Pfarrer Hahns Kontakte zum Hof in Stuttgart waren sehr gut. Es gelang ihm, in offizieller
Mission, sowohl als Beobachter des Kriegsministeriums, als auch als Mitglied des
Wohltätigkeitsvereines zur internationalen Konferenz nach Genf vom 26. bis 29. Oktober
1863 als Vertreter Württembergs entsandt zu werden. Privat wurde er von Wagner begleitet.
31 Vertreter aus 16 Staaten waren in die Stadt Calvins gekommen, um zu verabreden, der
Idee Dunants den notwendigen rechtlichen Rahmen zu geben. Die Konferenz endete mit
einer Zehnpunkte-Resolution und der Willenserklärung, in einem Jahr wieder zusammenzukommen, um den Resolutionen eine verbindliche Rechtsform zu geben. Ein einheitliches
Zeichen, ein rotes Kreuz auf weißem Grund, sollte dazu dienen, die Neutralität der den
verwundeten Soldaten zur Hilfe Kommenden zu dokumentieren sowie deren Material zu
kennzeichnen.
Hahn kehrte nach Stuttgart zurück und berichtete, tief von der Persönlichkeit Dunants
beeindruckt, am 12. November dem Wohltätigkeitsverein von den Ergebnissen des
Kongresses. Er trug die zehn Punkte der Resolution vor, in denen es in Artikel 1 heißt: „Es
besteht in jedem Lande ein Ausschuss, dessen Aufgabe es ist, in eingetretenen Kriegszeiten
mit allen in seiner Macht stehenden Mitteln bei dem Sanitätsdienst der Heere mitzuwirken.“
In Artikel 4 heißt es: „In Friedenszeiten beschäftigen sich die Ausschüsse und Sektionen mit
dem was nötig ist, um sich im Kriege wahrhaft nützlich machen zu können.“ Das Zentralkomitee des Wohltätigkeitsvereines fasste nach dem Bericht von Hahn den Beschluss, einen
„Internationalen Verein zur Pflege verwundeter und erkrankter Soldaten“ als nationale
Rotkreuz-Gesellschaft unter dem Namen „Württembergischer Sanitätsverein“ zu gründen.

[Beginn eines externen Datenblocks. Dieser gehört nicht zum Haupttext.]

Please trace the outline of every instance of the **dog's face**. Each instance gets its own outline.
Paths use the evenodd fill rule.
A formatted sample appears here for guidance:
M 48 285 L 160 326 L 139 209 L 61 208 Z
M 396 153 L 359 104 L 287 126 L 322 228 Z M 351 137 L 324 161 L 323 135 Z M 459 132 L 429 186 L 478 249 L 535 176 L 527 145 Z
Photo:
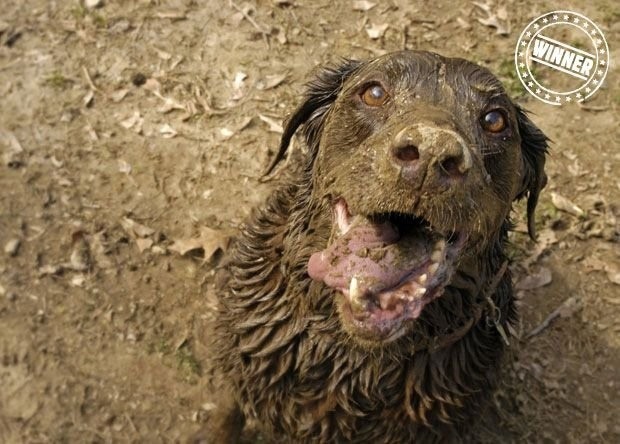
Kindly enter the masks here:
M 348 61 L 310 84 L 281 154 L 302 123 L 313 199 L 332 211 L 308 273 L 354 338 L 402 336 L 525 195 L 533 235 L 546 137 L 480 66 L 414 51 Z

Schon im Dezember 1963 erfolgte die Anerkennung der Stuttgarter Gesellschaft durch das
Internationale Komitee vom Roten Kreuz (IKRK). Damit ist das Rote Kreuz in Stuttgart die
älteste nationale Gesellschaft weltweit. Am 24. Januar 1864 meldete Hahn dem Verein den
Vollzug der Eintragung in das Vereinsregister. Stuttgart hat neben Genf das historische
Recht, personengeschichtlich und organisationsgeschichtlich zu den Gründungsorten der
weltweiten Rotkreuz-Bewegung zu zählen.
Das IKRK lud zusammen mit der schweizerischen Regierung die Vertreter der Staaten vom
8. bis 22. August erneut nach Genf ein. Wieder nahm Hahn im Auftrag der Regierung und
des Königs von Württemberg teil. Diese Konferenz verabschiedete den ersten
internationalen Vertrag mit humanitärem Inhalt, der unter dem Namen „Genfer
Konventionen“ bekannt geworden ist. In zehn Artikeln wurde bestimmt, wie die nun
völkerrechtlich anerkannte Neutralität von Verwundeten und den ihnen zu Hilfe Kommenden
anzuwenden sind.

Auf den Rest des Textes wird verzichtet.